POST and GET on SSL

Question

POST and GET on SSL

Asked 9 years, 10 months ago

Viewed 1,006 times

6

On a site, protected with SSL, are POST and GET also encrypted? The fact that GET is part of the address, even so it is encrypted?

2

This question can help.

– Papa Charlie

2014/09/01 at 03:02
1

That’s right. Thank you!

– user3809054

2014/09/01 at 03:15
1

"The fact that GET is part of the address, is it still encrypted?" At first, all is encrypted, maybe except the domain - the browser connects to the server from the IP address and the TCP port, receives a certificate, performs the handshake protocol (Handshake) of SSL/TLS and only then - with the secure socket open - performs the HTTP protocol (either with GET, POST or whatever). That is, the layer that uses encryption is below the one where the protocol happens. Everything that is "above" is therefore confidential.

– mgibsonbr

2014/09/07 at 09:33

1 answer

Browser other questions tagged post cryptography get ssl

You are not signed in. Login or sign up in order to post.

by Geilton Xavier Santos de Jesus • **576** points · Answer 1 · 2014-09-02T12:27:25+00:00

as you should already know the GET data can be viewed in the URL as a query string:

https://exemplo.com/index.html?user=admin&password=whoops

Because data is added to the URL, there is a limit to the amount of data you can transfer. Different browsers have different limits, theoretically you may have problems when data reaches between 1 KB to 2 KB.

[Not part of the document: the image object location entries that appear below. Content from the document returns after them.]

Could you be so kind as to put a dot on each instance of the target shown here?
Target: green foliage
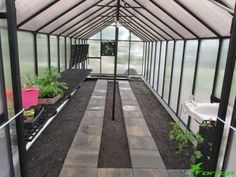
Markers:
(183, 139)
(48, 84)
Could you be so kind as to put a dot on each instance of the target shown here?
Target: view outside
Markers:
(107, 63)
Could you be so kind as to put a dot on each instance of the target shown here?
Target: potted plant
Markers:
(50, 89)
(30, 93)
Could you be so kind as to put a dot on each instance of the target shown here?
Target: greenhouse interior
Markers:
(124, 88)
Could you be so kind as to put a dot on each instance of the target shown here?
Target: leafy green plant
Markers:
(183, 139)
(48, 83)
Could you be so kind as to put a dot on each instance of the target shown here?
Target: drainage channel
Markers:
(114, 150)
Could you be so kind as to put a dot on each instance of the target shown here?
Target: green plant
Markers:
(183, 139)
(48, 83)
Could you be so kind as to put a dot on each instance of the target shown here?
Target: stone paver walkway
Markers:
(82, 158)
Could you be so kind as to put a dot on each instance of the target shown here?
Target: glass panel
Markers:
(152, 63)
(168, 70)
(107, 65)
(188, 75)
(53, 51)
(157, 59)
(7, 67)
(134, 37)
(221, 70)
(42, 50)
(94, 48)
(162, 64)
(176, 75)
(123, 33)
(26, 54)
(68, 51)
(94, 64)
(96, 36)
(136, 57)
(62, 54)
(206, 70)
(123, 55)
(108, 33)
(5, 161)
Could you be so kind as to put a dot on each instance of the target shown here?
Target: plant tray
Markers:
(49, 100)
(31, 123)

Data POST is included in the body of the HTTP request and is not visible in the URL. As such, there is no limit to the amount of data you can transfer more than POST.

If your HTTP connection is using SSL / TLS, the parameters are also encrypted, but may appear elsewhere, such as web server logs and will theoretically be accessible to browser plugins and possibly other applications as well.

POST data are encrypted.

The information below I took from this Google discussion: http://answers.google.com/answers/threadview/id/758002.html

 Os dados contidos em URL de consulta em uma conexão HTTPS são criptografados.  
    No entanto, é uma prática não recomendada para incluir esses dados sensíveis, como uma senha em um 'GET'.  

    Enquanto ele não pode ser interceptado, os dados seriam logado serverlogs texto plano no servidor HTTPS recebimento, e possivelmente
also in the browser history. and probably will also be available for browser plugins and possibly even other applications on the client computer.

     Sempre que possivel use HTTPS POST sobre se você deseja transferir com segurança da informação.

     Se você estiver usando uma biblioteca de criptografia para criptografar os dados, em seguida, você pode usar GET ou POST, mas
 isso vai ser uma dor adicional e você não pode configurar a
 criptografia corretamente, então eu ainda recomendo usar POST através
 de HTTPS, em vez de rolar  sua própria configuração de criptografia. 
Este problema já foi resolvido, não re - inventar a roda.

Another option you might want to consider is to use a secure cookie. A cookie that has the safe flag is only sent through a secure channel, such as HTTPS, and is not sniffable. This is a good way to keep information secure, such as a session ID.